The economy depends on foreign and cross-border workers for more
than 30% of its labor force. Although Luxembourg, like all EU
members, has suffered from the global economic slump, the country
enjoys an extraordinarily high standard of living.
Macau
Macau's well-to-do economy has remained one of the most open
in the world since its reversion to China in 1999. Apparel exports
and tourism are mainstays of the economy. Although the territory was
hit hard by the 1998 Asian financial crisis and the global downturn
in 2001, its economy grew 9.5% in 2002 and 15.6% in 2003. During the
first three quarters of 2004, Macau registered year-on-year GDP
increases of more than 20 percent. A rapid rise in the number of
mainland visitors because of China's easing of restrictions on
travel, increased public works expenditures, and significant
investment inflows associated with the liberalization of Macau's
gaming industry drove the recovery. The budget also returned to
surplus in 2002 because of the surge in visitors from China and a
hike in taxes on gambling profits, which generated about 70% of
government revenue. The three companies awarded gambling licenses
have pledged to invest $2.2 billion in the territory, which will
boost GDP growth. Much of Macau's textile industry may move to the
mainland as the Multi-Fiber Agreement is phased out. The territory
may have to rely more on gambling and trade-related services to
generate growth. Two new casinos were opened by new foreign gambling
licensees in 2004; development of new infrastructure and facilities
in preparation for Macau's hosting of the 2005 East Asian Games will
bolster the construction sector. The Closer Economic Partnership
Agreement (CEPA) between Macau and mainland China that came into
effect on 1 January 2004 offers many Macau-made products tariff-free
access to the mainland, and the range of products covered by CEPA
was to be expanded on 1 January 2005.
Macedonia
At independence in September 1991, Macedonia was the least
developed of the Yugoslav republics, producing a mere 5% of the
total federal output of goods and services. The collapse of
Yugoslavia ended transfer payments from the center and eliminated
advantages from inclusion in a de facto free trade area. An absence
of infrastructure, UN sanctions on the down-sized Yugoslavia, one of
its largest markets, and a Greek economic embargo over a dispute
about the country's constitutional name and flag hindered economic
growth until 1996. GDP subsequently rose each year through 2000.

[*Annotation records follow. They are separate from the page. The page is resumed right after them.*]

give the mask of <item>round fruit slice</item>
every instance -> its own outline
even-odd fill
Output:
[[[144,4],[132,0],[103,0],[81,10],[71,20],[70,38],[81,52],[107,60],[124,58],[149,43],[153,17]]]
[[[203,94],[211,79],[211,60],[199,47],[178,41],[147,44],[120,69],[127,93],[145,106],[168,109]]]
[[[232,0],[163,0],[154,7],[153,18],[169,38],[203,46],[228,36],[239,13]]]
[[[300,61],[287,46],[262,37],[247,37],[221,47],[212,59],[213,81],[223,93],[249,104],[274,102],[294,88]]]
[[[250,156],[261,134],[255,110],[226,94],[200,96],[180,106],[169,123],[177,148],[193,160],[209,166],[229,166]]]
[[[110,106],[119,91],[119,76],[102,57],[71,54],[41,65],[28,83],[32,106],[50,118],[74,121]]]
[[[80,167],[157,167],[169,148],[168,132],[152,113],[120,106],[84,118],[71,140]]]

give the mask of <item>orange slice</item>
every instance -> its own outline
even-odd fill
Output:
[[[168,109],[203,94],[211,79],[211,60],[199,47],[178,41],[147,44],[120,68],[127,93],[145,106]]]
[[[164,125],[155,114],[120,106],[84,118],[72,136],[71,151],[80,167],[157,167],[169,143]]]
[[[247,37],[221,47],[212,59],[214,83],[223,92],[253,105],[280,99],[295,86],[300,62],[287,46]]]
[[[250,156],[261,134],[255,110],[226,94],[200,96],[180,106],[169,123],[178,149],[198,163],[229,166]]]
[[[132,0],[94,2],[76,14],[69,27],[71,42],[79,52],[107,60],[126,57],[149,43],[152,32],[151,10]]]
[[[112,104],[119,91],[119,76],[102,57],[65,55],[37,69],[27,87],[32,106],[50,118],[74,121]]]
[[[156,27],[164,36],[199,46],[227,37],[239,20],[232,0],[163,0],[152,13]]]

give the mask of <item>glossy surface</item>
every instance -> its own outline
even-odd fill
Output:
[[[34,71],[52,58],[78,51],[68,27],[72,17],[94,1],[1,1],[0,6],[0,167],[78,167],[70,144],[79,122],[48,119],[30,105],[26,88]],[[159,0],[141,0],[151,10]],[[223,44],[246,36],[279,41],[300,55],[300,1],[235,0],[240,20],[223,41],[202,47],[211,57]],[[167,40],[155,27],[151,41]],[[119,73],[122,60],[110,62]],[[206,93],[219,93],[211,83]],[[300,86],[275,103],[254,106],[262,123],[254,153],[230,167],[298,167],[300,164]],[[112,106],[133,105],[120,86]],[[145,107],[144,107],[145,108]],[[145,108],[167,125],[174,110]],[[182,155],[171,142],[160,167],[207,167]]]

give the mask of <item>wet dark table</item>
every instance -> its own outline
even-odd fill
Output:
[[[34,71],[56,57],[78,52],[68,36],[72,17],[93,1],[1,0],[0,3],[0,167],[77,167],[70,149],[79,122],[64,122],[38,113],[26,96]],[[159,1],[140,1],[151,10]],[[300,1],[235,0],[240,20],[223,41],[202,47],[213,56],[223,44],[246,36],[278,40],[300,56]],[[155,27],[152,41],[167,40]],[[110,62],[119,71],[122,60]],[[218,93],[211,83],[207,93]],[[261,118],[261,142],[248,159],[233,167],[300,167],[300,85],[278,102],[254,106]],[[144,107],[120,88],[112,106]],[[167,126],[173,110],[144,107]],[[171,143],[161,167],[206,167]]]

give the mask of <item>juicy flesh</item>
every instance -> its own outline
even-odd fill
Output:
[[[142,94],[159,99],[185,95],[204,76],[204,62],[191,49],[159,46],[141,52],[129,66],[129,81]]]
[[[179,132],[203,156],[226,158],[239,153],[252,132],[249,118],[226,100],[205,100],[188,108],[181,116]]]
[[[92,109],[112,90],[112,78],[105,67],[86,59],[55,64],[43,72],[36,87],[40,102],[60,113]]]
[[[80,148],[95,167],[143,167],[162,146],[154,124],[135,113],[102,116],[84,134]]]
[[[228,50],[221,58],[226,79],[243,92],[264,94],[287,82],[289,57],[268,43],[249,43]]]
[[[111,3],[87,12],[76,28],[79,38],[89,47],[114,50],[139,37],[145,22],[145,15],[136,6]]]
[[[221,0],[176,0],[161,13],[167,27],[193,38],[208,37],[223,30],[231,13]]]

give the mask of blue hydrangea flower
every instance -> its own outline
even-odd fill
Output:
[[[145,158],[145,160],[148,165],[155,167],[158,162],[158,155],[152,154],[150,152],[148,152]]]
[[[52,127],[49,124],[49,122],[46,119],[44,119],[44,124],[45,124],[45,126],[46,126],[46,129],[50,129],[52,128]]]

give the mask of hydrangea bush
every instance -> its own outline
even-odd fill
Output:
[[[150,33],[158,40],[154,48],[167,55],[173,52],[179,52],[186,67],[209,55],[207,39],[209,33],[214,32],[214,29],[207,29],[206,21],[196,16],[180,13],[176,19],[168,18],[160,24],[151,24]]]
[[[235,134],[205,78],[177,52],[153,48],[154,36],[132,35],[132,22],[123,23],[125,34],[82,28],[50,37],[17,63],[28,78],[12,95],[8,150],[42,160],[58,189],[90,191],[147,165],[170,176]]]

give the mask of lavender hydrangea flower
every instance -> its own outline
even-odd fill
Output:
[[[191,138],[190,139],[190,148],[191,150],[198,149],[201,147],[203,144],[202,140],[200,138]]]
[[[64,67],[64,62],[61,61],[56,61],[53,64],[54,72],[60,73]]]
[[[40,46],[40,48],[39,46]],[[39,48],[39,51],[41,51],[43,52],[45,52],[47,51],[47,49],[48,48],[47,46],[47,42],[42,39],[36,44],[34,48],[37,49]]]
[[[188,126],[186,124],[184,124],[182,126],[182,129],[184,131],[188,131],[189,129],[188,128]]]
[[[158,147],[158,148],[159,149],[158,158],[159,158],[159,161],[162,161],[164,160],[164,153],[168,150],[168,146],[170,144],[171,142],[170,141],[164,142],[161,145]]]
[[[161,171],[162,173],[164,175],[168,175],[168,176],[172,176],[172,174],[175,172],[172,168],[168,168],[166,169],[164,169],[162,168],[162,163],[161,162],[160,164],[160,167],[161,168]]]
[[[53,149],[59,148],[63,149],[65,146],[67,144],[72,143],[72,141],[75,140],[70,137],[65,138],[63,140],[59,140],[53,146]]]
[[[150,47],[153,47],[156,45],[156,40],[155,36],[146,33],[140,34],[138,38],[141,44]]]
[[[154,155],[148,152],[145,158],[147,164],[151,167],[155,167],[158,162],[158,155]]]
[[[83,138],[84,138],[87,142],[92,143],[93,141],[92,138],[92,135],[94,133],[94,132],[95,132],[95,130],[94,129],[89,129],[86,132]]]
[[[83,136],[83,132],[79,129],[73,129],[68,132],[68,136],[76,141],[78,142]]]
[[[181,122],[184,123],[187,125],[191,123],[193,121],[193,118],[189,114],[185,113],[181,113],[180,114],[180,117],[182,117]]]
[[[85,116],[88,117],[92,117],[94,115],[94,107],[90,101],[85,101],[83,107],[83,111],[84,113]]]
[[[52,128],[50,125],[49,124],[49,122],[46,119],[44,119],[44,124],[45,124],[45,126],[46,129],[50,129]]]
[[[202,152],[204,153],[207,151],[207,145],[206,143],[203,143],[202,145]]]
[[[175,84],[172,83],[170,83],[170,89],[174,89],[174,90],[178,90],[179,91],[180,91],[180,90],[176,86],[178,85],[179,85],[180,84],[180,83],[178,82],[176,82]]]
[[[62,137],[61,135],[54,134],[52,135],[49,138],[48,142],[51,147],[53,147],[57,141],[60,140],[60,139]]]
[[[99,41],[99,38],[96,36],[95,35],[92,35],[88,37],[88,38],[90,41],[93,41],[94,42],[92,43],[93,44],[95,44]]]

However, the leadership's commitment to economic reform, free trade,
and regional integration was undermined by the ethnic Albanian
insurgency of 2001. The economy shrank 4.5% because of decreased
trade, intermittent border closures, increased deficit spending on
security needs, and investor uncertainty. Growth barely recovered in
2002 to 0.9%, then rose by a moderate 3.4% in 2003, and is estimated
at 1.3% in 2004. Unemployment at one-third of the workforce remains
a critical economic problem. Much of the extensive grey market
activity falls outside official statistics.